I reached out before I could stop myself, brushing my thumb across her cheek. She didn’t pull away.
“Elena,” I said softly, “I swear I’ll find out who did this. But I need you to trust me.”
Her lips parted, breath catching. “And if I can’t?”
“Then I’ll make you,” I murmured.
The tension between us pulsed like electricity.
She looked up at me, eyes full of fire and fear. “You can’t always fix everything with power, Alexander.”
“No,” I said, stepping closer. “But I can damn well try when it comes to you.”
Our faces were inches apart. Her breath trembled against my skin. The world narrowed down to the space between us—the almost that shouldn’t happen, but always did.
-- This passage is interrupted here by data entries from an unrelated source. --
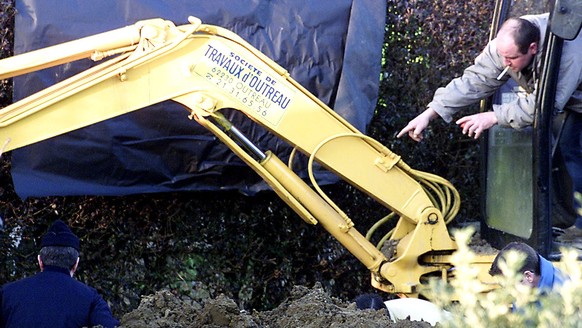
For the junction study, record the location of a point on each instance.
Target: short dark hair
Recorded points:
(524, 33)
(370, 301)
(60, 256)
(531, 261)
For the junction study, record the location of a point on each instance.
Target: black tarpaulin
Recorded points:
(331, 47)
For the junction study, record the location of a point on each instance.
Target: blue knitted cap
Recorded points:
(59, 234)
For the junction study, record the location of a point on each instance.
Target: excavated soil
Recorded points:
(306, 307)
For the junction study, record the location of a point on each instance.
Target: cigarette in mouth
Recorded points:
(502, 73)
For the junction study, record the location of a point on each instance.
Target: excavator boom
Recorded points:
(207, 68)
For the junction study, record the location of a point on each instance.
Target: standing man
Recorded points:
(515, 53)
(52, 297)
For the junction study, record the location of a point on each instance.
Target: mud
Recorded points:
(306, 307)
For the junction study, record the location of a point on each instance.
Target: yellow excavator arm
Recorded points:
(207, 68)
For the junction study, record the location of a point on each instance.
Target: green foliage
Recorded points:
(427, 43)
(254, 249)
(469, 307)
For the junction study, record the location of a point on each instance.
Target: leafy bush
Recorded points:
(254, 249)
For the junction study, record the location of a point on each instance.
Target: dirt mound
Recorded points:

Her voice came out a whisper. “You can’t keep saving me.”
“Watch me,” I said.
---
The moment snapped when her phone vibrated again on the table.
We both froze.
One message.
From an unknown number.
You shouldn’t have told him. Now she’ll die faster.
Elena’s breath hitched.
I grabbed the phone, scanning the sender ID. The line was scrambled untraceable.
But the timestamp told me something else.
The message was sent from inside my system.
Knight Industries.
I looked up, meeting her terrified gaze.
“Elena,” I said slowly, “whoever’s behind this… they’re already inside my walls.”